Farrah Sarafa is an Arab-American poet, scholar, and cultural activist based in Manhattan. She is best known for her work as an anti war poet and professor. She is of Palestinian and Chaldean descent.

Biography

Born to a Palestinian mother and a Chaldean father, post colonialism, occupation and human rights inform her research and social justice activism. Her notable academic research on North African-French diaspora- Re-writing Algerian Nationalism Through the Discourse of the Woman was published by the University of California Santa Cruz Press in 2006. She spoke on “Growing up Iraqi in the United States” at Boston College and won the Marjorie Rappaport Hopwood award for her poem “Olive.” Her poems “Palestine Fig”, first published in Arabesques, “Let the Land Choose”, “Warfire”, “The Dead Sea”, and “Blood, Sand, and Tears of a Young Boy” have been featured in various magazines, anthologies and textbooks.
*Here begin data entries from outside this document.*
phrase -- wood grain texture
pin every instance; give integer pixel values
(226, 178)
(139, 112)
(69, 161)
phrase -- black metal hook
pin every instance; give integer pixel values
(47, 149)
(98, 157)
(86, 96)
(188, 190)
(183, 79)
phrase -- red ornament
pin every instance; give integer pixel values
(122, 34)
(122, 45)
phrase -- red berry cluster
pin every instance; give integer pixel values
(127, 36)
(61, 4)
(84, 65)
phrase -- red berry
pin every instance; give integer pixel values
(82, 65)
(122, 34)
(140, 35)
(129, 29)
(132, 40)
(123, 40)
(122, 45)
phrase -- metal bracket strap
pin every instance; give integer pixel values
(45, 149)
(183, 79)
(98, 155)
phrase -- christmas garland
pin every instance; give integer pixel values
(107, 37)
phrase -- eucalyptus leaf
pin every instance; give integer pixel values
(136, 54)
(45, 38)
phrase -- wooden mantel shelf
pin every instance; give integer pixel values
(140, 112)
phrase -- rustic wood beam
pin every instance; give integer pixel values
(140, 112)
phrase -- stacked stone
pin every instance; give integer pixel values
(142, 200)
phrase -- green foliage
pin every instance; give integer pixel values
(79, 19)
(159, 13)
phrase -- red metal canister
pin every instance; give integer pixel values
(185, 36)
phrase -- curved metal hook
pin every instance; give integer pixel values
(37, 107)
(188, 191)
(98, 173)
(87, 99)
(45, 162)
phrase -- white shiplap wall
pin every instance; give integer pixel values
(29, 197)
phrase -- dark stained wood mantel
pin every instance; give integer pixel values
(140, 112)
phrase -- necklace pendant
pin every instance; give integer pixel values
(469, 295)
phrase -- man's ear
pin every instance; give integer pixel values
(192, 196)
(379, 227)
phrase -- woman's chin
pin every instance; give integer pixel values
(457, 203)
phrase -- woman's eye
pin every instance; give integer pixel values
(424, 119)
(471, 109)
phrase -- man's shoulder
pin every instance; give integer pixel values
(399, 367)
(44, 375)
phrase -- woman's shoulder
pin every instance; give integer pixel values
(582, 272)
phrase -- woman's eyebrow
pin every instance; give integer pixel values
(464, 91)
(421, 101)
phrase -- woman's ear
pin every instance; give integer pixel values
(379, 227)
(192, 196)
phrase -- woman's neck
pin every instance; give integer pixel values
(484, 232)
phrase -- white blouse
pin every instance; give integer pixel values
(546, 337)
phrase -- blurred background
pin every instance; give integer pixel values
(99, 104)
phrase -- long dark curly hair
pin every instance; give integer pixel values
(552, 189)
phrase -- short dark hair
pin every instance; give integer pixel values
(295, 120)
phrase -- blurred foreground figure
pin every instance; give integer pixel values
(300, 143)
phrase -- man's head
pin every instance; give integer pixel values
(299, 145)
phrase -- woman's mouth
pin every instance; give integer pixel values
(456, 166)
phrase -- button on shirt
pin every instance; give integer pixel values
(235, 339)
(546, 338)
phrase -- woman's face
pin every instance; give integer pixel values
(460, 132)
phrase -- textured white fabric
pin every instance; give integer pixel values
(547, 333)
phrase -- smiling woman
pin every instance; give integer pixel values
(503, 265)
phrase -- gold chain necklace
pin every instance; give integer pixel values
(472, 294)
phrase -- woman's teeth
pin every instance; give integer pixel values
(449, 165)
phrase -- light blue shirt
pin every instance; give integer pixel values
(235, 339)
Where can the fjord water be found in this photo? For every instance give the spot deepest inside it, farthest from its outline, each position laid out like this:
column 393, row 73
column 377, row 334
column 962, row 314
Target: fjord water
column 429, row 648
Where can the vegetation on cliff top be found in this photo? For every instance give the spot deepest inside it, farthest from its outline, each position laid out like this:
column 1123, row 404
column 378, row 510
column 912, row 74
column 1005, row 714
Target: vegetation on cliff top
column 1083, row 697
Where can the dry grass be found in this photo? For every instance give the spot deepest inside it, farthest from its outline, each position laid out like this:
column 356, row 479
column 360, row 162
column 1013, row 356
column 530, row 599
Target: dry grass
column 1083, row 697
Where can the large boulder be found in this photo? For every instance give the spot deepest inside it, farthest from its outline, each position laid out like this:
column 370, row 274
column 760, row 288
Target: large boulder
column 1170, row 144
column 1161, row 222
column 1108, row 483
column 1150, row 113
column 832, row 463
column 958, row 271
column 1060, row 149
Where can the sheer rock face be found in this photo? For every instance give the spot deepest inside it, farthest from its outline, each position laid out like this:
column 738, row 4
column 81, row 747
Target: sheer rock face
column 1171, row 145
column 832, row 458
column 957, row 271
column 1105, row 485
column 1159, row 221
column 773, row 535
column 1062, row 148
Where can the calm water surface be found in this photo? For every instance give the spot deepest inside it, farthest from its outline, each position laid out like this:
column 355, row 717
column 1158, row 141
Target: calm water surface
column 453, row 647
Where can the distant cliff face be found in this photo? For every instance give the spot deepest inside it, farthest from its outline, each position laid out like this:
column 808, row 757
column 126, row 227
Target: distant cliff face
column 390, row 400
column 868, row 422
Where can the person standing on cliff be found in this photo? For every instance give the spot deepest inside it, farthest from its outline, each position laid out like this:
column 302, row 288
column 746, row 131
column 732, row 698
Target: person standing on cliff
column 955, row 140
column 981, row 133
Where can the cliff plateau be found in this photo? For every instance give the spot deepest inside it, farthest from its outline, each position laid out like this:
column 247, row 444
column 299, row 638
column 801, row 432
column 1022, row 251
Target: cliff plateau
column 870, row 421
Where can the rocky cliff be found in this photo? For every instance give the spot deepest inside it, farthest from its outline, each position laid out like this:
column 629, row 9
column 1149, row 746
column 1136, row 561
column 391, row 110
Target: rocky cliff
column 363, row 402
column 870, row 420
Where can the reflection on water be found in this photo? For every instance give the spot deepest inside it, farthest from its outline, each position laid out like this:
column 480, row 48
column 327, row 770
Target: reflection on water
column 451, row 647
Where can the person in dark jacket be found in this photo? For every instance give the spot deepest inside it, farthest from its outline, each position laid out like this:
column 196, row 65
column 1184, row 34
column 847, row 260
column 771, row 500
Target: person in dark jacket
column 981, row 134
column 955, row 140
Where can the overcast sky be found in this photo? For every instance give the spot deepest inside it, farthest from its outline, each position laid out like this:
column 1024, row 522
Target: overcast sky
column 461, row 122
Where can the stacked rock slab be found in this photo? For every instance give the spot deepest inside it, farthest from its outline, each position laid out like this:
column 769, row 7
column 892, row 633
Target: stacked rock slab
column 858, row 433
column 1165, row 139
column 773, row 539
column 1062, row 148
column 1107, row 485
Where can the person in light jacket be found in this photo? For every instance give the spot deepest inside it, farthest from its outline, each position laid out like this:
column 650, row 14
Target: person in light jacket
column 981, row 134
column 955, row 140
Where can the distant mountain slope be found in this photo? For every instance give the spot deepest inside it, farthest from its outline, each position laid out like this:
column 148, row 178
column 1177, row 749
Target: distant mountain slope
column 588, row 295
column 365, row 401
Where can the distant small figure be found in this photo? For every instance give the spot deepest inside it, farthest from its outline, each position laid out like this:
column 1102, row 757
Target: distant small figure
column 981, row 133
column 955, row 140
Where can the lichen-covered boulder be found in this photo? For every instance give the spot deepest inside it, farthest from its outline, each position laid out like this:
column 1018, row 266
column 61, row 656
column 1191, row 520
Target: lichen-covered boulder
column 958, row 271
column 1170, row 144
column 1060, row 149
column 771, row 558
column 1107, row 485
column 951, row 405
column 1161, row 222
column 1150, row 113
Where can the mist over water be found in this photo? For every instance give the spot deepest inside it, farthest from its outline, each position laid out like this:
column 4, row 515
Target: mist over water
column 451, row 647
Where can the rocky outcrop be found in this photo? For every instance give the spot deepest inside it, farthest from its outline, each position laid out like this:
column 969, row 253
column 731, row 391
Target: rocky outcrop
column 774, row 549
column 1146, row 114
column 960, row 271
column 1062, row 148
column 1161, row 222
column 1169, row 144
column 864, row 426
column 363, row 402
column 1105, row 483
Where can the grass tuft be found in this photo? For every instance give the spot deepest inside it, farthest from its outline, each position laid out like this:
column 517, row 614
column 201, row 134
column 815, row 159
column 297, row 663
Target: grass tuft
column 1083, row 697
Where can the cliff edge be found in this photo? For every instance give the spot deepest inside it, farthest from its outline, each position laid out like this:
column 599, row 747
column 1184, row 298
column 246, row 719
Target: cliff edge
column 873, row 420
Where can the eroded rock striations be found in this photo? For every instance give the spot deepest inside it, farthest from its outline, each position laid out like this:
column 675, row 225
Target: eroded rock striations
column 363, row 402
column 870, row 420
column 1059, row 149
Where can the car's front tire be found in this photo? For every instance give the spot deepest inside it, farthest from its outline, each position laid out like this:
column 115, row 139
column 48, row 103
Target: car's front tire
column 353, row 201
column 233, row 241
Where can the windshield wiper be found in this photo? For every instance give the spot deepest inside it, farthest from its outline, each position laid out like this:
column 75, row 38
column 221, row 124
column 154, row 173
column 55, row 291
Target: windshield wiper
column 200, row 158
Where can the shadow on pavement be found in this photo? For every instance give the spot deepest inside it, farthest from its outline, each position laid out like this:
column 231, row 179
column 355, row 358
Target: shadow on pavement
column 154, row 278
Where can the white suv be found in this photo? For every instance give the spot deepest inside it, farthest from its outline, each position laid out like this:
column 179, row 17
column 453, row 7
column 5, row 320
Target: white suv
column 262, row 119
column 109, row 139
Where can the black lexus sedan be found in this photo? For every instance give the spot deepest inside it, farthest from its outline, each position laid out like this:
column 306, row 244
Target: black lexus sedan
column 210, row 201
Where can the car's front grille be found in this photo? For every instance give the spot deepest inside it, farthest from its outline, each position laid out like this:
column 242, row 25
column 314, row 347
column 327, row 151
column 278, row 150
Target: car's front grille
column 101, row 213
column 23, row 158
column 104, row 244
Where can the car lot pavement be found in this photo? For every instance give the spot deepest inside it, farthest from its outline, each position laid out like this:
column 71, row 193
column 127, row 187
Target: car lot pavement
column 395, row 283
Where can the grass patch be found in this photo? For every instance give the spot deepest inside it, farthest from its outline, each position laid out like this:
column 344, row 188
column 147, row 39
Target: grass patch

Inspired by Edward Said’s work on Orientalism, postcolonial studies and Comparative Literature, Sarafa worked under his tutelage at Columbia University to obtain a master’s degree in 2009. She is now Professor of Literature and Modern Languages at Pace University.

Awards and recognition

Sarafa was the recipient of a SLS Summer Writing Scholarship and Grant, a second place Marjorie Rappaport Award, and earned 2nd place in the Chistell Writing Contest for “To my Brother” and received the Hopwood Award for her poem "Olive". Her poems have appeared in publications including Ascent Aspirations Magazine, Avatar Review, Frigg Magazine, Litchfield Review, Cerebration, Foliate Oak, Diagram, Feile-Festa, mediterranean.nu, Tablet Review, and Voices in Wartime. Sarafa’s work as a writer and columnist for Blackbook, Arte Fuse, GreenandSave, the Village Voice, NYArt Beat, Scallywag & Vagabond culminated in her founding Fractyll Culture Magazine. Based on the notion that ‘culture is a fractal’, whose various spokes melodically amount to literature, travel, art, fashion, health, race and music, it underscores industry pioneers, red carpet events and grassroots movements.